- Born: 1983 or 1984
- Title: Executive director of Breaking the Silence

= Avner Gvaryahu =

Israeli activist

Avner Gvaryahu (אבנר גבריהו; born 1983/1984) is the current executive director of the Israeli-based non-profit Breaking the Silence.

== Early life and education ==
Gvaryahu was born to a Religious Zionist family. He was raised in Rehovot, alongside his two brothers and two sisters. He attended a yeshiva until grade 12, after which he volunteered with the Israeli Scouts for a year.

After joining the Israeli Defense Forces (IDF) in 2004, he served as a sergeant in the Orev unit of the paratroopers until 2007. While serving in the IDF in Nablus and Jenin, Gvaryahu realized the negative effects of the IDF on Palestinian communities. He later claimed that his commanders encouraged members of his battalion to kill, rather than arrest, targets.

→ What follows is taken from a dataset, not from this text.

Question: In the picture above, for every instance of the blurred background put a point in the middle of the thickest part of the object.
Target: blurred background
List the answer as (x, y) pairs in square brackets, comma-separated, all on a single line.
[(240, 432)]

After serving in the IDF, Gvaryahu studied social work in Tel Aviv.

== Activism ==
Gvaryahu was working with Breaking the Silence by 2011. At the time, he worked as a tour guide for the non-profit, showing visitors the impact of the occupation in the West Bank. By 2014, Gvaryahu was the non-profit's spokesperson. In 2018, Gvaryahu, by then the group's CEO, together with its communications director Achiya Schatz and lawyer Michael Sfard, were detained by the Israel Border Police in Mitzpe Yair while leading a tour in the South Hebron Hills.

Gvaryahu has spoken out against Israeli military campaigns in the occupied territories, such as raids on the West Bank's Jenin refugee camp. He has clarified that although he believes Israel has a right to self-defense, he does not believe current military activity in the occupied territories constitutes self-defense.

In August 2025, Gvaryahu wrote an opinion piece for Haaretz where he called on Jews from Israel and abroad to join and support Palestinian communities.

== Personal life ==
In 2016, Gvaryahu became a target in a campaign by Im Tirzu, which accused him of being planted by a foreign government.

Gvaryahu and his wife, who works as a journalist, live in Tel Aviv.